Most of the proprietors of these up-town resorts are very prosperous and would not countenance theft of any kind, nor permit any woman guilty of it to come into their saloons if they knew them to be thieves. Persons and property are comparatively as safe here as they can reasonably be expected to be; but there are lots of persons who visit these places who are known to be professional thieves and pickpockets, and while apparently in the place for amusement, are really watching for some unfortunate who, under the influence of drink, attempts to find his way home alone. Such an individual is followed, and by one pretext or another is robbed. Danger lurks in all these places for the man who drinks. The temperate man is safe almost anywhere, but the temperate man is not in the habit of visiting such places as have been described, except—once in a while.

[C]HAPTER VI.

SHOP-LIFTERS.

Who they are and how they are made—Their Methods of Operating and upon whom—The Fashionable Kleptomaniac and her opposite—The Modern Devices of Female Thieves.

Many persons contend that certain kinds of criminals inherit their law-breaking propensities. There are others, less charitably disposed, perhaps, who strenuously insist that all criminals, without exception, are simply born with a natural desire to be bad, and would not be otherwise if they could; that they are prone and susceptible to the worst influences because they incline that way. There are others, again, who as strongly and vigorously urge that felons, of whatever grade, class or character, are made so by circumstances, in which poverty, idleness, inability to obtain work, temptation, and a thousand other things, conspire to be either the direct or indirect causes of the individual falling from the straight path and entering the crooked path of crime. But, from whatever motive, by whatever temptation, whether forced or led, certain it is that both male and female criminals have some peculiar ideas of crime, entertained, perhaps, for reasons only known to themselves. The chances of escape from detection are, no doubt, seriously weighed and carefully considered by the persons bent upon committing felony as a mode of livelihood, and, undoubtedly, some special line is selected, as the particular branch of the profession to be followed, in accordance with the physical and mental fitness of the man or woman to succeed in it.

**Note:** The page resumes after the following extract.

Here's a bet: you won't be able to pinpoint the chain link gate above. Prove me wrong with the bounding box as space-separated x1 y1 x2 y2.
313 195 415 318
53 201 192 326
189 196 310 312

In other words, they gradually become "specialists," like other professional persons in the respectable walks of life. It may be safely said, however, that a thief in one thing is a thief in all things. He would be callow, indeed, who would predicate that a professional burglar would hesitate to commit highway robbery because his weapon was a jimmy, or that a panel thief would turn up his nose at picking an inviting pocket. It is all in the line of business, and neither professional would lose caste. No doubt both men and women select the peculiar line of crime for which they imagine they are physically and mentally best adapted, and which, in each particular case, seems to offer the most facilities and immunities. For these considerations, shop-lifting has its obvious attractions and temptations for women.